West-Vlaanderen
Uitgave van het Christelijk Vlaams Kunstenaarsverbond
Nummer 6 november 1952
Zo lang is de weg...
KULTUUR en schoonheid zijn slagwoorden welke, spijt de donkere en materiezware tijd, op vele lippen liggen of in talrijke werkprogramma's van kringen en groeperingen zijn opgenomen. Wij zijn mensen van goede wil en in ons veelzijdig streven is er voorzeker plaats voor dingen welke hoger reiken dan de zorg van elke dag. Doch tussen inzicht en resultaat lijnt de lange weg en wie hem wil begaan, weet, moet weten dat de tocht alleen dan vruchten geeft als volharding en overtuiging met schoonheidszin en kunstgevoel hand in hand staan. ¶ In iedere mens leeft een drang, allerminst een verlangen naar schoonheid. De doorsneêmens zoekt ze bewust of niet, maar ze vinden, ze bezitten is een lange weg omdat het schoonheidsgevoel gave is of de opleiding daartoe een komen en gaan zonder eind. Niet iedereen kent de schoonheid, al betracht of wenst men alles heerlijk. Nochtans is de schoonheid gedragen door waaren goedheid, het enigste wat blijft, of de storm van de wereld ook sloeg en of het arme mensenkind het andere griefde of niet begreep. ¶ Tussen die mens en tussen die schoonheid staat de kunstenaar. Ook hij kent de lange weg.
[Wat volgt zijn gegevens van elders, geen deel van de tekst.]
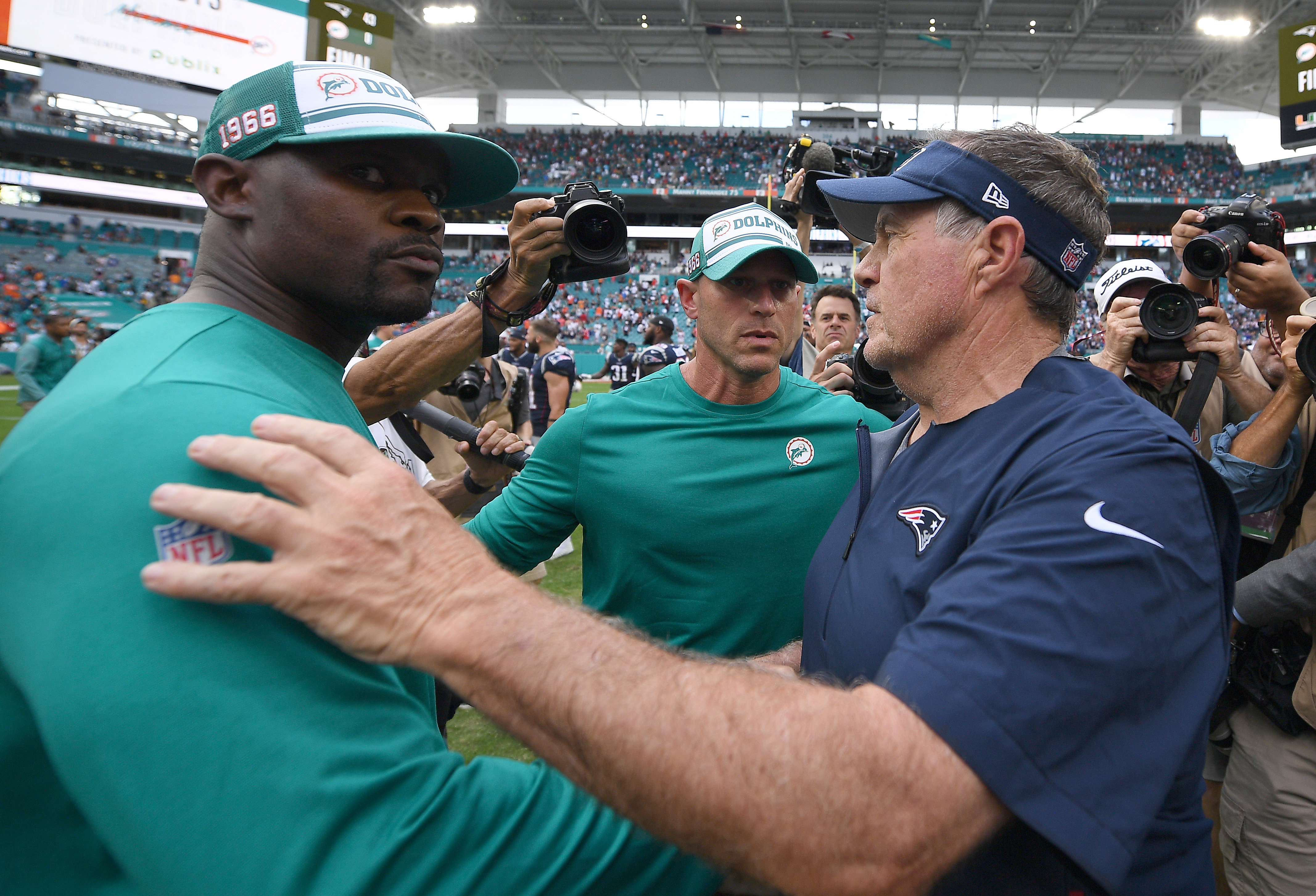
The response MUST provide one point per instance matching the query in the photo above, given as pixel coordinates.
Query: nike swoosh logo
(1095, 520)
De ontroerende vreugd die voortstuwt, is zo vaak overgolfd door de neerhalende stille kracht van onbegrepenheid en eenzaamheid. En wereld en zorg dagen aldoor uit. Hij de echtbegaafde, hij de waarbezielde, hij de stilscheppende, hij wete dat zijn leus ‘ic dien’ moet wezen. Hij breke het brood voor de kleinen, hij storte zijn eigen ziel uit in woord of kleur of klank, maar hij diene voor de velen, diene diezelfde schoonheid ook. ¶ Niet erg zoveel wat uit de handen van de kunstenaar is gegroeid, blijft stralen in onsterfelijkheid. Veel was schepping; veel verging als het Herfstblad; één werk uit de schaar dat voortleeft is een zegen voor de mensheid. Doch wat nooit sterft, dat is dat streven, dat geven, dat willen tot scheppen en dat scheppen tot dienen, die goedheid welke de
kunstenaar uit zichzelf stort, ruim en mild, die drang naar de plicht-tot-leiden omdat men de schoonheid geven en dienen wil. ¶ Dat is voor ieder echte kunstenaar een genade. Want het is niet de kunstenaar die onsterfelijk is of een werk uit zijn levenslang oeuvre: alleen de schoonheid leeft, groeit wijduit van ziel tot ziel, bindt en heft, is baak en richtlicht, houdt mens en wereld hoog, sterft nooit. ¶ In Baron Ryelandt, begroet ik de mens-kunstenaar, die op de ene hand zijn liefde voor schoonheid en op de andere zijn zingende ziel heeft gedragen.
RIDDER PIERRE VAN OUTRYVE D'YDEWALLE, Gouverneur van West-Vlaanderen.